O advogado em São Paulo confirmou ao telefone.
"Senhora Ana, o processo de renúncia à sua cidadania portuguesa foi iniciado. A partir de agora, para todos os efeitos legais, a senhora é exclusivamente cidadã brasileira. A sua identidade europeia será apagada."
A voz dele era profissional, distante.
"Obrigada," respondi, com a voz firme.
Desliguei a chamada e olhei para o bilhete de avião sobre a mesa. Apenas de ida. Lisboa para o Rio de Janeiro. A data estava marcada para daqui a duas semanas. O fim tinha um prazo.
Uma revista de sociedade estava aberta ao lado do bilhete. Na capa, uma foto nossa. Eu e o Diogo, a sorrir. A manchete gritava: "O Conto de Fadas Moderno: A Musa do Fado e o Barão do Vinho".
A reportagem detalhava os gestos românticos dele. O lançamento do vinho do Porto "Fado da Ana". A compra e restauro de uma casa de fados histórica em Alfama, um presente para mim.
As pessoas na rua, citadas na revista, diziam que éramos a prova de que o amor verdadeiro existia. A união da alma de Lisboa com o poder do Douro.

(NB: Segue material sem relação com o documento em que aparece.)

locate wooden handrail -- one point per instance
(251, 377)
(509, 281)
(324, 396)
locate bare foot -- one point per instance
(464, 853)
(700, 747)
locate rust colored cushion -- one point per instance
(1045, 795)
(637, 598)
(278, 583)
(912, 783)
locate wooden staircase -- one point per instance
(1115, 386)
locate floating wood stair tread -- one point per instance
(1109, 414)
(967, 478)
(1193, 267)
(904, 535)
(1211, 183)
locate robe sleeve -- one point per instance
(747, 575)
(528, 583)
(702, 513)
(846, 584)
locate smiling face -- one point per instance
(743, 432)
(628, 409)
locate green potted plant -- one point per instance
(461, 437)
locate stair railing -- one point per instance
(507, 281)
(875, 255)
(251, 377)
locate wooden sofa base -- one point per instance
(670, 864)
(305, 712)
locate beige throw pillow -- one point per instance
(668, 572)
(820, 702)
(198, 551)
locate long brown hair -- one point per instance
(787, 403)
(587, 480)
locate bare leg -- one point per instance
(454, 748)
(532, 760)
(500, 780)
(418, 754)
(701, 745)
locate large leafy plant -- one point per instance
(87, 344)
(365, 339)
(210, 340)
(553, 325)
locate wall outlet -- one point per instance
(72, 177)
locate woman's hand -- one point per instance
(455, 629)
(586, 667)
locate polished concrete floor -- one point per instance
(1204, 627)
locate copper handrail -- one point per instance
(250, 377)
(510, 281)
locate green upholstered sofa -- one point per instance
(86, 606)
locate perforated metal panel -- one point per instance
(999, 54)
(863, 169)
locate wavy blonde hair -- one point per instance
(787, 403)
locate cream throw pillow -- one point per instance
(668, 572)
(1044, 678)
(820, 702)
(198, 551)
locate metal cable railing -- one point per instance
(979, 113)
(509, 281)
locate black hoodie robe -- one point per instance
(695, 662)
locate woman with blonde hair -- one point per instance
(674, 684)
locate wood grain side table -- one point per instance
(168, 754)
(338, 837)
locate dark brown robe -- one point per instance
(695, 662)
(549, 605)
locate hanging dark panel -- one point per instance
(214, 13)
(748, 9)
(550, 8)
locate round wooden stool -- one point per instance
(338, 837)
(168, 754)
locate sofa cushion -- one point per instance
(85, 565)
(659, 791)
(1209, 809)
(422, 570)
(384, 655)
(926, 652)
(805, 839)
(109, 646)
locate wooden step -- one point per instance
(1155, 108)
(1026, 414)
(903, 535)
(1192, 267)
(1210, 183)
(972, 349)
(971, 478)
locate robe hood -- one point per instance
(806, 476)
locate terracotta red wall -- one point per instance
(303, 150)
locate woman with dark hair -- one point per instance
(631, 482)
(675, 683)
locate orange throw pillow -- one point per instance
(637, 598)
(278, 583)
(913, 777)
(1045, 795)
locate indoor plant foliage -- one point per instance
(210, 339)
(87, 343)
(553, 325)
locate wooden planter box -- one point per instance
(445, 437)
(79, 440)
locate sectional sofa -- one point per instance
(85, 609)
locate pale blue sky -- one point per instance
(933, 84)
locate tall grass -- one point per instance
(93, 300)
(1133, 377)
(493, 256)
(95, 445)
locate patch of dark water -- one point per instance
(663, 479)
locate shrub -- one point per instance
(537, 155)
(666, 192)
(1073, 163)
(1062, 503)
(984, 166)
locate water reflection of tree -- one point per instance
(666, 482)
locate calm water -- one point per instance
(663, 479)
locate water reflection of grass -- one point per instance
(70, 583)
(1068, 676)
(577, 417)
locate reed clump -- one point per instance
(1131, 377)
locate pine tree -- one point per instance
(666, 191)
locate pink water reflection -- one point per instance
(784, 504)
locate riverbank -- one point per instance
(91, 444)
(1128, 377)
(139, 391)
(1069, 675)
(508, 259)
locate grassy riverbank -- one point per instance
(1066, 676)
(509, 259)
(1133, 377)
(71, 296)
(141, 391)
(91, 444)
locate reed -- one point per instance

Lembro-me de quando ele apareceu na minha vida. Eu cantava a dor dos outros, nunca a minha. O amor era uma tempestade que eu via de longe, na vida da minha mãe, nas letras dos fados. Eu não o queria para mim.
Ele insistiu. Desafiou a sua família aristocrata para casar com uma "fadista de Alfama", uma plebeia. Ele trazia-me vinhos raros, ouvia os meus fados em silêncio, com uma intensidade que me desarmou. Acreditava que a devoção dele era real.
Acreditava.
No nosso casamento, ele prometeu-me lealdade. "A tua lealdade é a tua maior força, Ana. E eu serei sempre leal a ti. A minha vida começa e acaba contigo."
As suas palavras eram como um vinho do Porto vintage, ricas e complexas. Agora, sabiam a vinagre.
Peguei nos papéis que o meu advogado português preparara. Separação de pessoas e bens. Assinei onde era preciso, a minha mão não tremeu. Dobrei-os cuidadosamente e coloquei-os dentro de uma caixa de madeira artesanal, que tinha comprado para ele. Uma caixa para envelhecer uma garrafa de vinho especial.
Quando Diogo chegou a casa essa noite, vindo da sua "reunião de negócios em Espanha", trazia o cheiro de um perfume floral que não era o meu. Havia uma marca ténue no seu pescoço, quase invisível. Ele não reparou que eu vi. Estava demasiado ocupado a ser o marido perfeito.
"Meu amor," disse ele, beijando-me a testa. "Tive tantas saudades tuas."
Era o nosso aniversário de casamento. Dia de São Martinho.
"Também tive saudades," menti. "Tenho um presente para ti."
Entreguei-lhe a caixa de madeira. Ele sorriu, o sorriso carismático que encantava toda a gente.
"É linda, Ana. O que é?"
"É para aquela garrafa especial que guardamos. Mas promete-me uma coisa. Só a abras daqui a duas semanas."
Ele franziu a testa, curioso mas divertido. "Duas semanas? Porquê o mistério?"
"Confia em mim," pedi.
Ele beijou-me novamente. "Confio sempre. Tu és a minha bússola."
A ironia era tão pesada que me custava a respirar.